Clinical Trial: Pilot Trial of Domperidone in Relapsing-Remitting Multiple Sclerosis (RRMS)

Study Status: Enrolling by invitation
Recruit Status: Enrolling by invitation
Study Type: Interventional

Official Title: Randomized, Controlled Pilot Trial of Domperidone in Relapsing-Remitting Multiple Sclerosis

Brief Summary:

The first major objective of this pilot trial is to demonstrate that it is possible to study myelin repair in relapsing-remitting multiple sclerosis (RRMS) patients with enhancing lesions on MRI by using advanced imaging techniques. To demonstrate that this is possible the investigators will recruit 24 RRMS patients who are being treated with standard disease modifying therapy (DMT) and have new lesions identified on clinically indicated brain MRI scans and measure myelin repair at 16 and 32 weeks using MRI measures of myelin repair. The second major objective is to determine how much repair occurs in participants treated with domperidone compared with those who are not treated. This will allow us to design larger trials to confirm that domperidone improves repair. The study will also confirm the safety and tolerability of domperidone in RRMS, determine circulating prolactin levels during dosing with domperidone 10mg three times daily in people with RRMS, and explore the impact of other clinical factors (such as age) on lesion repair.

In addition, blood will be collected to test for metabolomics and the investigators will bank blood for future study of biomarkers that can help the investigators better understand MS. Metabolomics is an experimental test where changes in the pattern of the chemicals in blood cells are compared at different time points (during and after inflammation). There will be random changes but changes that are common in most study participants may help identify chemicals that signal stages in injury or repair. The investigators will also compare the pattern of change in those with the best repair to those with the worst repair. This may help identify a chemical that is associated with better or worse repair and help develop new treatment strategies. There are currently no blood tests that help in the diagnosis of MS, help determine which drug a person

Detailed Summary:

Primary Objectives:

• To demonstrate that the investigators can recruit DMT treated RRMS patients who have breakthrough enhancing lesions identified on clinically indicated monitoring brain MRI scans and measure lesion repair over 32 weeks.
• To obtain estimates of the magnitude and variability of lesion repair in DMT treated RRMS patients who are taking add-on domperidone, or no add-on treatment. The investigators will evaluate three MRI measures [texture analysis, diffusion tensor imaging (DTI), and magnetization transfer imaging (MTI)] for their ability to measure repair within acute enhancing lesions in RRMS. They will also evaluate repair at 16 and 32 weeks. These outcomes will aid in the development of future trials.
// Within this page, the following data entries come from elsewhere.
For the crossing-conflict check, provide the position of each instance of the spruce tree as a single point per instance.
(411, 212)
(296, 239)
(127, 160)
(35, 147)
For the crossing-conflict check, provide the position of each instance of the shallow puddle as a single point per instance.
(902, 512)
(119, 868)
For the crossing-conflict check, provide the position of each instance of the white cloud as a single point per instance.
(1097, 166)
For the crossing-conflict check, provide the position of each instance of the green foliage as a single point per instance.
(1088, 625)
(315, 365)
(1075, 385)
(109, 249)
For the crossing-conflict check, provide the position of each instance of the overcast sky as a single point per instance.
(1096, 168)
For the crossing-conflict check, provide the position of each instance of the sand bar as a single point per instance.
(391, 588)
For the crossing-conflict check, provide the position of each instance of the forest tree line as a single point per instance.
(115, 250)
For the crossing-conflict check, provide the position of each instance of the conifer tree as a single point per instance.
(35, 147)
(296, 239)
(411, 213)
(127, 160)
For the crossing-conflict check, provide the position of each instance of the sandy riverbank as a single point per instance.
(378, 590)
No therapies have yet been shown to improve lesion repair, and there is no accepted trial model to evaluate lesion repair in humans. Therefore, the investigators anticipate that the data from this trial will inform the design of future phase 2 trials of therapies to promote lesion repair in MS.

Secondary Objectives:

• To determine the safety and tolerability of domperidone in RRMS
• To determine serum prolactin levels during dosing with domperidone 10mg tid in this population
• To explore metabolomic profiling during lesion repair.
• To explore the impact of the following variables on lesion repair: prolactin level at 6 weeks, concurrent use of each type of DMT, Vitamin D and B12 levels at baseline, patient clinical characteristics (MS duration, EDSS), imaging characteristics (T2 lesion volume, enhancing lesion
  Sponsor: University of Calgary
  

  Current Primary Outcome: Measures of repair within enhancing T1 MRI lesions [ Time Frame: up to 32 weeks ]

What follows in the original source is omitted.